To combine multiple COCO format files, use the cvtk coco-combine command. In the example below, we combine train.json, valid.json, and test.json into a single file, dataset.json. Note that when specifying multiple files, separate them with commas without spaces.

cvtk coco-combine \
    --input train.json,valid.json,test.json \
    --output dataset.json

When executed correctly, the dataset.json file is generated. The number of images in dataset.json will be the sum of images from the input files. Additionally, the categories in dataset.json will be the union of categories from the input files, with newly assigned category IDs.

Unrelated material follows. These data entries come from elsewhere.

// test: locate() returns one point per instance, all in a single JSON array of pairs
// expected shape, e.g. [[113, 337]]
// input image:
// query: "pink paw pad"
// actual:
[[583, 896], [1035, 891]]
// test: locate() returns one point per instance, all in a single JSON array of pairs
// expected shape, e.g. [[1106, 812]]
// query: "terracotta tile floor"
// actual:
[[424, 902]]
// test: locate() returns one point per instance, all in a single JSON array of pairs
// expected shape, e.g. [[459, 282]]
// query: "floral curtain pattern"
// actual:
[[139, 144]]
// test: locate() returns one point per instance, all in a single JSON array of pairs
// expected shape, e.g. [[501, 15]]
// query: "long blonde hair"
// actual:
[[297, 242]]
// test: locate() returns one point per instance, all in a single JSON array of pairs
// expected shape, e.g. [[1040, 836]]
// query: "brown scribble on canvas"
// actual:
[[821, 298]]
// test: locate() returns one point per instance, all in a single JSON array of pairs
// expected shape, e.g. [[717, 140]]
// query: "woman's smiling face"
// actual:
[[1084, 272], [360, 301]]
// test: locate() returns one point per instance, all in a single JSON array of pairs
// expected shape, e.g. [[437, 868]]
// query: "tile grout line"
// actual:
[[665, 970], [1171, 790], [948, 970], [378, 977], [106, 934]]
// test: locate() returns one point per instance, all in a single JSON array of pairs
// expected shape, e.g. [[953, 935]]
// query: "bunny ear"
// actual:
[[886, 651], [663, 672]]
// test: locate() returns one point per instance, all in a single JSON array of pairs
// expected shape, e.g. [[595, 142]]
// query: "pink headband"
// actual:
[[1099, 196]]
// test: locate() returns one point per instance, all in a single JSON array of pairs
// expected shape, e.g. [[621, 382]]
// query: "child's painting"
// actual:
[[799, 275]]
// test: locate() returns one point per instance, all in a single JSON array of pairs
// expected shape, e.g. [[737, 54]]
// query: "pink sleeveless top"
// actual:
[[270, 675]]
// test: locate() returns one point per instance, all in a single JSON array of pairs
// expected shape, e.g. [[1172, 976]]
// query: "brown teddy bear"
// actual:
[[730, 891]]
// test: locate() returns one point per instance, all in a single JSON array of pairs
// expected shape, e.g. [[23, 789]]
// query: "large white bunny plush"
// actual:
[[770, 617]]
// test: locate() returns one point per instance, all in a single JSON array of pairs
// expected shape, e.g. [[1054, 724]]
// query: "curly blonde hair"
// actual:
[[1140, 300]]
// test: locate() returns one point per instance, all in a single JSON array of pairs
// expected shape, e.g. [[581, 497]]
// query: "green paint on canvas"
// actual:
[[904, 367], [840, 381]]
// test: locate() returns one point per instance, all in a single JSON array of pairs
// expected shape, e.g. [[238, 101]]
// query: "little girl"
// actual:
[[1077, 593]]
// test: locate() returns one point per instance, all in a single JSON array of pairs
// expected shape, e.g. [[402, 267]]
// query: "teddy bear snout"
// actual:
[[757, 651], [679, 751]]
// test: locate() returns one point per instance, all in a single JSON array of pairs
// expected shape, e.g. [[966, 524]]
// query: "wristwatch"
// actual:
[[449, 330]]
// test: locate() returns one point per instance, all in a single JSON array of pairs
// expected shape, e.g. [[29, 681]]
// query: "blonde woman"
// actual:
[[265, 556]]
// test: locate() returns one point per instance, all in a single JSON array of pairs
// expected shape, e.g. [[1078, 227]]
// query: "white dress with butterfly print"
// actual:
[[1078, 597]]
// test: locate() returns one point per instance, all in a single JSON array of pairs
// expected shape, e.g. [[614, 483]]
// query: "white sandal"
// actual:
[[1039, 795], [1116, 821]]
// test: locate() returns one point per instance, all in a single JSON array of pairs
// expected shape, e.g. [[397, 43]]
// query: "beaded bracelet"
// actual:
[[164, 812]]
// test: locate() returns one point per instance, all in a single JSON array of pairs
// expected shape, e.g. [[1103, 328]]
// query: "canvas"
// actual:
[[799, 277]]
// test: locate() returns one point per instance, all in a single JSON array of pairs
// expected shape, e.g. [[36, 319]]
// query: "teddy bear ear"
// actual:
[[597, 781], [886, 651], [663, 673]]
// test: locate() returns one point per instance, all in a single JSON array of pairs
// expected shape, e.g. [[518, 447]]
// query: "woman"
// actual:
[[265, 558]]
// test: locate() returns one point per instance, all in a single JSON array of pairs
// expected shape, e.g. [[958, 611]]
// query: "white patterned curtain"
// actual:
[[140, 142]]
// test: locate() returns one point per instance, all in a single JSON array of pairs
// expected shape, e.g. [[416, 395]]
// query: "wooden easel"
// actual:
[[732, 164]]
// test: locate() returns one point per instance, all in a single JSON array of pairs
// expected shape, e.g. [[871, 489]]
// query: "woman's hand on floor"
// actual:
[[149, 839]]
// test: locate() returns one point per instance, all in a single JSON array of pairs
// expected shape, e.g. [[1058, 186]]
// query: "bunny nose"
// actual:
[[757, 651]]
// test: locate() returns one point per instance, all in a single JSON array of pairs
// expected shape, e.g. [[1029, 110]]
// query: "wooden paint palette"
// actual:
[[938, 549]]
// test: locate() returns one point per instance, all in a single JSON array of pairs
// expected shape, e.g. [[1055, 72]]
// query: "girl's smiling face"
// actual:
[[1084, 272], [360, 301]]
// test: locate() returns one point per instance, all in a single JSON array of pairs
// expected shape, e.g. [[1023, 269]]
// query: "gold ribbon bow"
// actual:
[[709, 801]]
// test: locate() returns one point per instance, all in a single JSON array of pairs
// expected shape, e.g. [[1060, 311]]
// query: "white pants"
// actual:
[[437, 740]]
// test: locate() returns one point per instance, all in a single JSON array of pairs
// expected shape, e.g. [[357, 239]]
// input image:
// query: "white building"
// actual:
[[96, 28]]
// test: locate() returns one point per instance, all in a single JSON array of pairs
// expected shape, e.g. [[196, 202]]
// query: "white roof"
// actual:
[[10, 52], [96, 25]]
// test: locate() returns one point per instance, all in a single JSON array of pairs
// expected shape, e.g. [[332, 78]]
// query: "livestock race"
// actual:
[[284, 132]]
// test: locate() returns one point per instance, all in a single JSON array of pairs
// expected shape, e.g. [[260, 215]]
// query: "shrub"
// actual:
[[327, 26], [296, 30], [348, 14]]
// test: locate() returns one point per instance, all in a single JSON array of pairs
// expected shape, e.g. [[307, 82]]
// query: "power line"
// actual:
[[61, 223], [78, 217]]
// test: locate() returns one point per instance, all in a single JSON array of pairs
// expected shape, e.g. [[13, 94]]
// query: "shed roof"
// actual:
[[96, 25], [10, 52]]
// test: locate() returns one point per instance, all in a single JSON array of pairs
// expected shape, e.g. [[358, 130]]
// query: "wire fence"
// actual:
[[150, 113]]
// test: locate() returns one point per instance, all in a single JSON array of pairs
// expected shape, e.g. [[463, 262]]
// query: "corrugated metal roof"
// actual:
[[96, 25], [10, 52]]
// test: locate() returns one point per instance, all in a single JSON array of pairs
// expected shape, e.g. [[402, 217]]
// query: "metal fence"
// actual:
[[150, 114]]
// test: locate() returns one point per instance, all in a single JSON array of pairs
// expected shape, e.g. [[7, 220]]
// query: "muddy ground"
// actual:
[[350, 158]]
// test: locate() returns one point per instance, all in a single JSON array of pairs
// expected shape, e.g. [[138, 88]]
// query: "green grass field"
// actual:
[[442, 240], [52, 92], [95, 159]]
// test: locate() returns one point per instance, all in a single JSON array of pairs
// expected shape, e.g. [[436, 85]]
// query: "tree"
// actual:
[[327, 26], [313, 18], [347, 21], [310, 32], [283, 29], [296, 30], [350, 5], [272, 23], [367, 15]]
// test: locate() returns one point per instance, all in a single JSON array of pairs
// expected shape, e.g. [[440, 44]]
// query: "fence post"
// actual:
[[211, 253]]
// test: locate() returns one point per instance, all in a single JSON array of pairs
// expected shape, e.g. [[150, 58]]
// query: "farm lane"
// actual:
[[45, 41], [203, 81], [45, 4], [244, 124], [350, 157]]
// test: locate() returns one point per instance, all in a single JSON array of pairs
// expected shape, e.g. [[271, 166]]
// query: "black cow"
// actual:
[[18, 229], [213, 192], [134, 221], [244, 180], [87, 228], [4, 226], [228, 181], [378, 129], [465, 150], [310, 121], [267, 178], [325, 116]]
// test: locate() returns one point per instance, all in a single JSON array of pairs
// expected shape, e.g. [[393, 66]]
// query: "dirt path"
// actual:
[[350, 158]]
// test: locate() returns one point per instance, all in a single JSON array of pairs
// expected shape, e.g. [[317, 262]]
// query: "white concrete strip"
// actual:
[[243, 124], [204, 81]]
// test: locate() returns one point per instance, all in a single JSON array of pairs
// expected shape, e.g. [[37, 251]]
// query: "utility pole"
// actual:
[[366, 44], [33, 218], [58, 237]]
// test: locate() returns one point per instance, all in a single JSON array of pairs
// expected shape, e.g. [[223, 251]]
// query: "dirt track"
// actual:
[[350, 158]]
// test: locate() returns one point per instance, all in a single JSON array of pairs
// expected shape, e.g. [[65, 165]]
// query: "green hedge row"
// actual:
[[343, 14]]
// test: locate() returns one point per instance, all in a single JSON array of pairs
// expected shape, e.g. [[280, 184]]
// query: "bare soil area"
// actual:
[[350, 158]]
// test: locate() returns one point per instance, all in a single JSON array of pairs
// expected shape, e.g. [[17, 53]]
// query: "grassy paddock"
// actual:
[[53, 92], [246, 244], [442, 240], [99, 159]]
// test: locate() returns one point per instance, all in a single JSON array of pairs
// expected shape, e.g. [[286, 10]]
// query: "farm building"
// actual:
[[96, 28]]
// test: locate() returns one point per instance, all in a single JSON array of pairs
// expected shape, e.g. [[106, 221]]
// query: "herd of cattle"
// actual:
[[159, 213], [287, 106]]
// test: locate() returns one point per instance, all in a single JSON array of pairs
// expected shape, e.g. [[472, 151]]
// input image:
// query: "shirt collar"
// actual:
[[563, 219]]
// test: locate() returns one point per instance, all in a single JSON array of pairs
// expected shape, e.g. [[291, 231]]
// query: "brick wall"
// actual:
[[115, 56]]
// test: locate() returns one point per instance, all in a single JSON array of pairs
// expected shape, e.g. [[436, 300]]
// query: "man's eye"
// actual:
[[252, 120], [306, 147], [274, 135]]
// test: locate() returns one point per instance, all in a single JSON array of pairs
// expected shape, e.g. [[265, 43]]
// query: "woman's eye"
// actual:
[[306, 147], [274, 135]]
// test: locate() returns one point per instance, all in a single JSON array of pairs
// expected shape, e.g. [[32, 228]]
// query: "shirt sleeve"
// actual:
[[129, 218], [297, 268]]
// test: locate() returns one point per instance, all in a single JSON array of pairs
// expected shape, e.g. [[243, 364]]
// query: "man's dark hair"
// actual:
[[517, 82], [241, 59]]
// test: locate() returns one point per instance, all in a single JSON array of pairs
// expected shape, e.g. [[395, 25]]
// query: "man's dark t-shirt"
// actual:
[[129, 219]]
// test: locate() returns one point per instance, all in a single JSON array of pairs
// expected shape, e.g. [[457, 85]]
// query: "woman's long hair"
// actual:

This functionality can also be executed from Python using the combine method.

File Splitting

To split a single COCO format file into multiple files, use the cvtk coco-split command. In the example below, we shuffle dataset.json and then split it into three files in a 6:2:2 ratio, saving the output as subset.bbox.json.

cvtk coco-split \
    --input ./data/strawberry/train/bbox.json \
    --output ./output/subset.bbox.json \
    --ratios 6:2:2 \
    --shuffle

Upon successful execution, three files subset.bbox.json.0, subset.bbox.json.1, and subset.bbox.json.2 are generated, each containing images in the specified 6:2:2 ratio.

This functionality can also be executed from Python using the split method.

Annotation Rearrangement

To remove a specific images or categories from a given COCO format file, use the cvtk coco-remove command. The following example removes two images, a image with ID 1 and other image with file name data/strawberry/train/images/2129c05b.jpg, and a category named flower.

cvtk coco-remove \
    --input ./data/strawberry/train/bbox.json \
    --output ./output/subset.bbox.json \
    --images 1,data/strawberry/train/images/2129c05b.jpg \
    --categories flower

This functionality can also be executed from Python using the remove method.

Image Cropping

To crop images using the bounding box information in a COCO format file, use the cvtk coco-crop command. Ensure that the file_name in the COCO format file correctly points to the actual image file paths. Convert to absolute paths if necessary.

cvtk coco-crop \
    --input dataset.json \
    --output cropped_images

After execution, a cropped_images directory is created, containing cropped images. The filenames of the cropped images follow the format: “original_image_filename__category_name__coordinates.extension”, where the coordinates are the bounding box’s top-left and bottom-right coordinates as integers connected by hyphens (e.g., img01__strawberry__10-20-200-310.jpg).

This functionality can also be executed from Python using the crop method.

Retrieving Statistics

To obtain statistics from a COCO format file, such as the number of images, number of categories, and the number of objects annotated for each category, use the cvtk coco-stats command.

cvtk coco-stats \
    --input ./data/strawberry/train/bbox.json

The statistics are displayed in the standard output. If you wish to save the statistics in a JSON file or another format, use the stats method directly from Python.